Fault Tolerance (FT)

VMware Fault Tolerance is a new feature, at the heart of FT is the record/play feature, which was a programmers debugging tool, with record/play you can capture all the virtual interrupts that take place inside a VM. This means in the future you will be able to redirect this recording process to another VM on a different ESXi server in real time. This means that two ESXi could have the same events that are replayed and both servers will be in a synchronous state. This feature is know as lockstep technology and is an attribute of modern CPU's. VMware is working in conjunction with Intel and AMD to offer support for this feature, which is known to them as vLockstep.

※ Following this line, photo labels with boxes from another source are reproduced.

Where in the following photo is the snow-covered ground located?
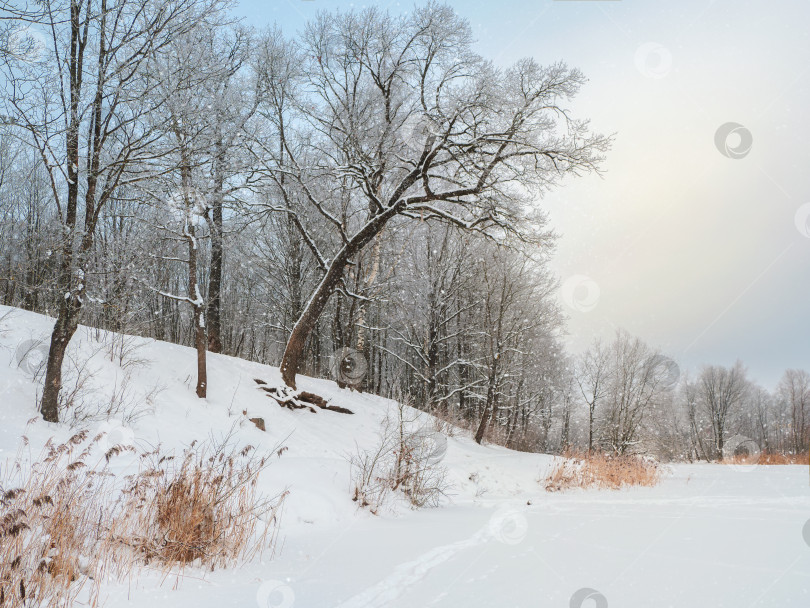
[0,307,810,608]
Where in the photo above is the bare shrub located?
[349,403,448,514]
[544,453,661,492]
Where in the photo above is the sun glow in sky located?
[234,0,810,388]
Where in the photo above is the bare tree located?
[252,3,609,387]
[776,369,810,454]
[697,361,748,459]
[576,340,609,454]
[4,0,221,422]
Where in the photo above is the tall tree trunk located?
[206,137,225,353]
[281,203,404,389]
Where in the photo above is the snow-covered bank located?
[0,307,810,608]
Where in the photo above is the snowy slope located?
[0,307,810,608]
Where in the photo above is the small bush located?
[544,453,661,492]
[349,404,448,515]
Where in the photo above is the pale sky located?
[235,0,810,388]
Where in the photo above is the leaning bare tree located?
[259,3,609,388]
[4,0,217,422]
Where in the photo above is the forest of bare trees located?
[0,0,810,460]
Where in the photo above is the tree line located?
[0,0,808,459]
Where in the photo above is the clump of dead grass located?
[720,451,810,466]
[0,431,284,608]
[544,453,661,492]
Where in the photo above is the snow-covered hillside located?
[0,307,810,608]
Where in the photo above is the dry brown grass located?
[721,452,810,465]
[0,431,283,608]
[544,453,661,492]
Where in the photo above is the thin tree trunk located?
[281,205,400,389]
[206,137,225,353]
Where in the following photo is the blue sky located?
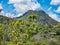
[0,0,60,22]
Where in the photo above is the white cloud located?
[0,4,2,9]
[5,13,14,18]
[50,0,60,5]
[55,6,60,13]
[9,0,41,16]
[49,12,60,22]
[48,7,52,11]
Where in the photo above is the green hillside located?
[0,10,60,45]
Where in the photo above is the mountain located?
[17,10,58,24]
[0,10,58,24]
[0,15,14,24]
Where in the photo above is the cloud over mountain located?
[8,0,41,13]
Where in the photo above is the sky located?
[0,0,60,22]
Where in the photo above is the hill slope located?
[17,10,58,24]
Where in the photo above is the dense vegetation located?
[0,10,60,45]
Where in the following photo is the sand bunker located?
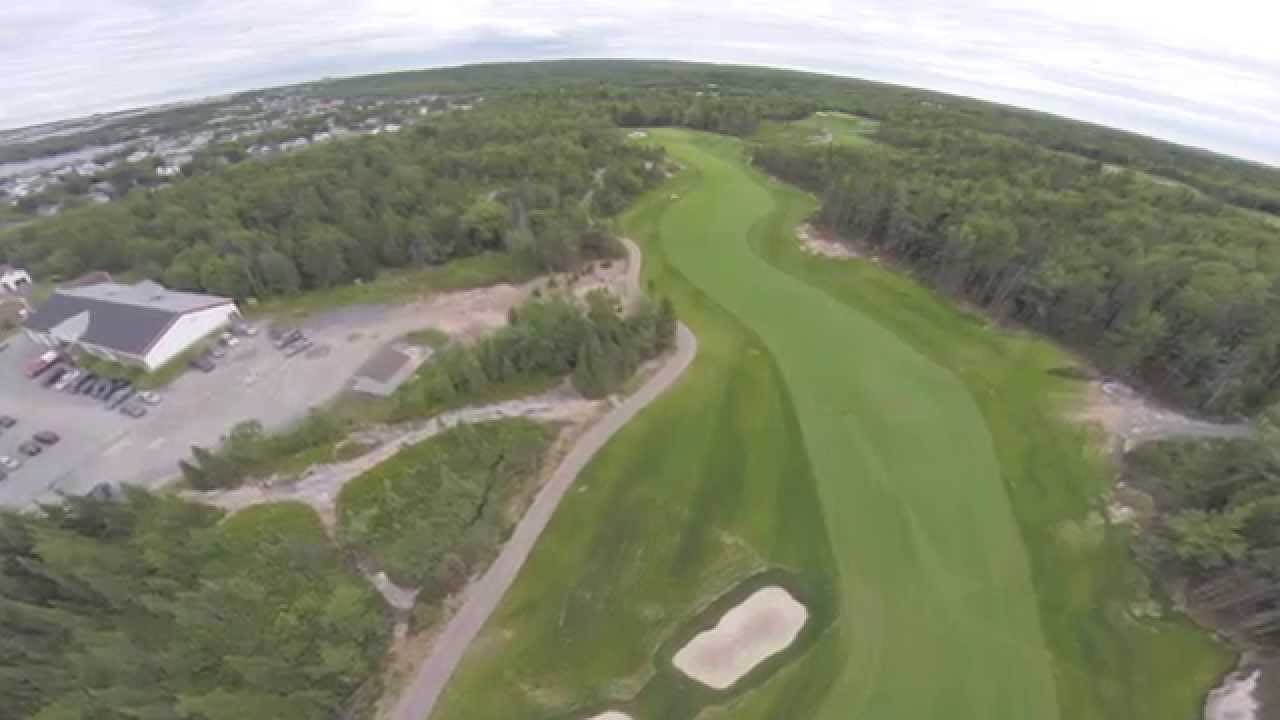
[672,585,809,691]
[1204,670,1261,720]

Fault Tolerance has some advantages and disadvantages

Advantages
  • offers real time protection for VM's
  • Avoids end users being affected by downtime or hardware failure
  • Provides seamless failover without affecting the users client application
  • Works for all VM's regardless of the software state (stateful or stateless)
  • Protects systems that cannot be given fault tolerance or HA using other vendors technologies
Disadvantages
  • FT requires modern CPUs that have lockstep attribute
  • VMware recommend a maximum of 8 VM's (4 primaries and 4 secondaries) per ESXi server
  • Secondary VM consumes CPU and memory resources, but is only used when a failure occurs
  • There is a network overhead to maintain the FT logging network (50Kbps for each FT protection)
  • Currently FT protects only VM's with one vCPU
  • CPU's speeds should not vary to much (<400MHZ) between ESXi servers
  • There are many features that you cannot use with FT - VMDirectPath I/O, VM clustering, snapshots, SVMotion, DRS

Bear in mind this is new technology and I will presume that as it matures many of the disadvantages will be addressed, you can work around some of the disadvantages by using affinity rules to prevent specific multinodes systems residing on the same ESXi server.

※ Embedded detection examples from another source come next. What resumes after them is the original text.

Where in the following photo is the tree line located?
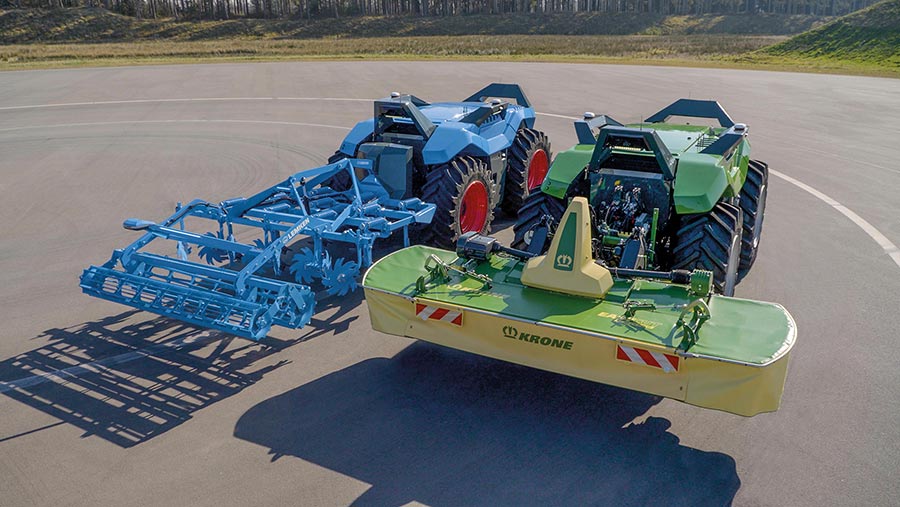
[0,0,877,19]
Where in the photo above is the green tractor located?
[512,99,768,296]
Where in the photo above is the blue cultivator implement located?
[81,159,435,340]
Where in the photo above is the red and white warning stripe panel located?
[616,345,681,373]
[416,303,462,326]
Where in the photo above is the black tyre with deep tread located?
[500,128,552,216]
[416,155,497,249]
[738,160,769,278]
[512,191,566,253]
[671,202,743,296]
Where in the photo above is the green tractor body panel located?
[541,143,594,199]
[514,99,767,295]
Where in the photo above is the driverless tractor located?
[329,83,550,246]
[513,99,768,296]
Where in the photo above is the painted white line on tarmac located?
[0,97,377,111]
[534,113,581,120]
[0,331,219,394]
[0,120,350,132]
[769,169,900,267]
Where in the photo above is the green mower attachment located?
[363,197,797,416]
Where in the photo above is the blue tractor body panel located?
[339,84,535,165]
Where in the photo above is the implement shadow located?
[0,298,362,448]
[234,342,740,506]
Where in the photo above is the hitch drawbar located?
[80,159,434,340]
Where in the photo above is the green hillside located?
[761,0,900,69]
[0,8,828,44]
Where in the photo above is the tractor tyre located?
[500,128,551,216]
[322,150,353,192]
[672,202,743,296]
[418,155,496,249]
[738,160,769,279]
[512,190,566,254]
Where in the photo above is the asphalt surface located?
[0,62,900,506]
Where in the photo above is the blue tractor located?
[328,83,551,247]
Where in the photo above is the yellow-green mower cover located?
[363,246,796,416]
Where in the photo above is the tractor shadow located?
[0,290,362,448]
[234,342,741,506]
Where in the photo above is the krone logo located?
[554,254,572,271]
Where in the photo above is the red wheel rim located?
[528,149,550,192]
[459,181,488,234]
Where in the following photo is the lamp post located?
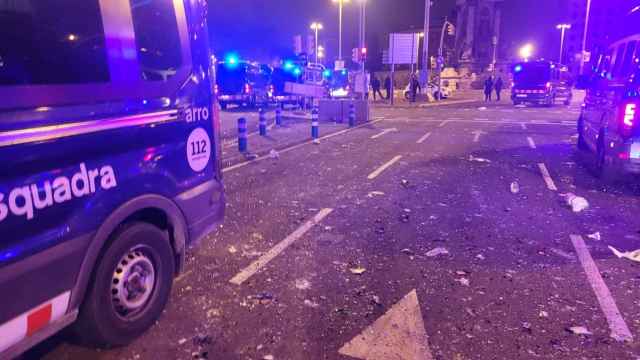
[311,22,323,64]
[556,24,571,64]
[333,0,349,60]
[580,0,591,75]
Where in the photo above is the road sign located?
[386,33,420,65]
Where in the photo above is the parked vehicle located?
[404,83,451,100]
[511,61,573,106]
[0,0,225,359]
[215,57,271,110]
[578,34,640,178]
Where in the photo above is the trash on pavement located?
[425,247,449,257]
[587,231,602,241]
[468,155,491,163]
[561,193,589,213]
[367,191,384,198]
[349,266,367,275]
[609,246,640,262]
[567,326,593,335]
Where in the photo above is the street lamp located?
[520,44,533,61]
[332,0,350,60]
[556,24,571,64]
[311,22,323,64]
[580,0,591,75]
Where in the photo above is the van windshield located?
[513,63,551,86]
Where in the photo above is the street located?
[30,100,640,360]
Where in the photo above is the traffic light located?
[351,48,360,62]
[447,23,456,36]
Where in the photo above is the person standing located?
[493,76,504,101]
[371,74,384,101]
[484,76,493,102]
[384,75,393,100]
[409,74,420,102]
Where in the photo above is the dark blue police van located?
[0,0,225,358]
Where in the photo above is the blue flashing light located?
[282,60,295,71]
[224,54,240,68]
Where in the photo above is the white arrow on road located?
[371,128,398,139]
[339,290,433,360]
[472,130,487,142]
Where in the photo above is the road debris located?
[587,231,602,241]
[349,266,367,275]
[367,191,384,198]
[567,326,593,335]
[561,193,589,213]
[609,246,640,262]
[425,247,449,257]
[468,155,491,164]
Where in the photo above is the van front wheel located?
[75,222,175,347]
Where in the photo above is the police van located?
[0,0,225,358]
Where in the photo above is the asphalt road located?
[30,97,640,360]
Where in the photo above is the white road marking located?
[338,290,433,360]
[538,163,558,191]
[571,235,633,342]
[367,155,402,180]
[370,128,398,139]
[222,119,385,173]
[472,130,487,142]
[229,208,333,285]
[416,132,431,144]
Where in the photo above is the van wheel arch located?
[69,195,188,309]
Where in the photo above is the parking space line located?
[571,235,633,341]
[222,119,384,173]
[416,132,431,144]
[527,136,538,149]
[367,155,402,180]
[538,163,558,191]
[229,208,333,285]
[370,128,398,139]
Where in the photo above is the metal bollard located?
[276,107,282,126]
[349,103,356,127]
[238,118,247,153]
[259,108,267,136]
[311,107,320,140]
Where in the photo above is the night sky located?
[209,0,566,65]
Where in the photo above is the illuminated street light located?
[332,0,349,60]
[520,44,533,61]
[311,22,323,64]
[556,24,571,64]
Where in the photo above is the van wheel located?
[74,222,175,347]
[578,116,589,151]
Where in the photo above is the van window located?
[0,0,109,85]
[612,44,627,77]
[622,40,638,76]
[131,0,182,81]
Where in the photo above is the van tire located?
[578,116,589,151]
[73,222,175,348]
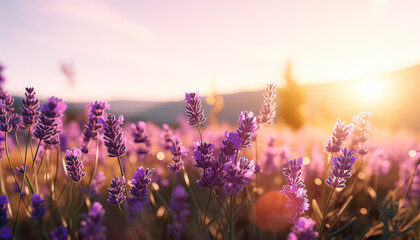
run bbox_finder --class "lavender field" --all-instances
[0,0,420,240]
[0,71,420,239]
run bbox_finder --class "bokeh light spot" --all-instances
[156,152,165,161]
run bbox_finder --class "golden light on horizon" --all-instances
[408,150,417,157]
[353,78,390,105]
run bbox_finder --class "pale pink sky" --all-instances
[0,0,420,101]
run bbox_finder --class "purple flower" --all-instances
[168,139,188,172]
[168,185,190,239]
[10,113,22,132]
[257,83,277,125]
[236,111,257,149]
[287,217,318,240]
[280,158,309,223]
[81,101,111,154]
[160,123,174,150]
[131,121,152,157]
[31,193,46,220]
[106,175,125,205]
[197,132,242,189]
[223,157,255,194]
[0,87,15,114]
[0,226,13,240]
[0,63,6,83]
[128,167,155,211]
[325,148,357,188]
[86,171,106,197]
[194,142,214,169]
[350,111,373,156]
[324,119,353,153]
[185,92,206,126]
[34,97,67,146]
[20,88,40,128]
[99,115,127,157]
[0,195,10,227]
[66,148,86,183]
[79,202,106,240]
[50,224,69,240]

There are a number of requirements that you need to enable FT

Configuring FT

CPU compatibility is the most challenging aspect to getting FT working, currently there is limited support, but as new CPU's hit the market these will support the lockstep feature. Check the VMware to see if your CPU is supported, I generally try to enable FT and see if I get any error messages. Follow below to enable and configure FT

Enabling FT

First you have to confirm the certificate management has been setup, this enhances security by making sure the ESXi server is not spoofed, if ESXi servers are added to vCenter with just a username and password without this certificate check, VMware FT will not start correctly. From the home page -> administration > "vCenter server settings" you get the screen below, make sure "vCenter requires verified host SSL certificates" is ticked

Make sure both VMotion and HA are working, then you need to enable a FT logging VMKernel port group, all ESXi server will require an additional IP address for this port group, make sure when creating the port group you select "Use this port group for Fault Tolerance logging"

Hopefully you should end up with something like below

Check that the VM's disk types are thick, you can do this by selecting the VM -> select "Edit settings" -> then select each disk and check the Disk Provisioning type, you can see in the screen shot below that this virtual disk is type thick. You can convert thin disks into thick to make them compatible with FT.

Finally we can enable FT on a VM, right-click on the VM -> select Fault Tolerance -> select "turn on Fault Tolerance"

You will see the below warning message, regarding disk provisioning and other information

Here I get two warnings, one regarding that this VM has two vCPU's, remember you can only have one vCPU, the other warning is that my hardware (HP DC7800) is not compatible, however we will continue

I can double check if the hardware is compatible by selecting the ESXi server, then in the general panel you should see "Host Configured for FT" and a small speech bubble at the end, click the speech bubble and you get the "Fault Tolerance requirement error messages", as you can see my HP DC7800's are not compatible

After I remove one vCPU from the VM I tried again, you can watch the progress from the "recent tasks" window

Although my hardware does not support FT, VMware happily configures it for this VM, once configured if you select the VM you will notice an extra "Fault Tolerance" panel, VM is not running as it will not let me start it due to the hardware compatibility problem

If you select the cluster and then the "virtual machines" tab, you will notice that there are two linux01 VM's, the primary and the secondary

Looking at each ESXi server in the "Fault Tolerance" panel you can see which one is the primary and the secondary

vmware1
vmware2

Lastly you can either migrate, disable the fault tolerance or turn off the fault tolerance for this VM

If I had got this working you could have started the VM on both the primary and the secondary, the secondary VM you would not be able to interact with.

If I get the chance to setup a FT on compatible hardware I will revisit this section.